Abstract / Description of output
Several recent case-control studies have examined the association between single nucleotide polymorphisms (SNPs) in the promoter region of the apolipoprotein E gene (APOE) and risk of Alzheimer disease (AD), with conflicting results. We assessed the relation between five APOE region SNPs and risk of AD in both case-control and family-based analyses. We observed a statistically significant association with the +5361T allele in the overall case-control analysis (P value=0.04) after adjusting for the known effect of the APOE-4 allele.
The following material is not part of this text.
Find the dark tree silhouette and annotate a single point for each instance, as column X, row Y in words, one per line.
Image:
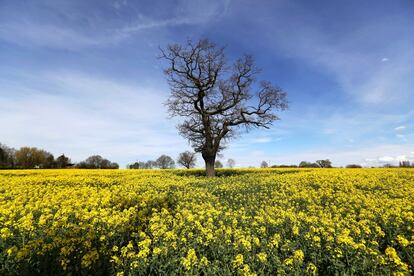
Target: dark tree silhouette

Further analysis revealed this association to be limited to carriers of the APOE-4 allele. Age-stratified analyses in the patients with age at onset of 80 years or greater and age-matched controls showed that the -219T allele (P value=0.009) and the +113C allele (P value=0.03) are associated with increased risk of AD. Despite these findings, haplotype and family-based association analyses were unable to provide evidence that the APOE region SNPs influenced risk of AD independent of the APOE-4 allele. In addition to risk, we tested for association between the SNPs and age at onset of AD, but found no association in the case-control or family based analyses. In conclusion, SNPs +5361, or a SNP in strong linkage disequilibrium, may confer some additional risk for developing AD beyond the risk due to APOE-4; however, the effect independent of APOE-4 is likely to be small.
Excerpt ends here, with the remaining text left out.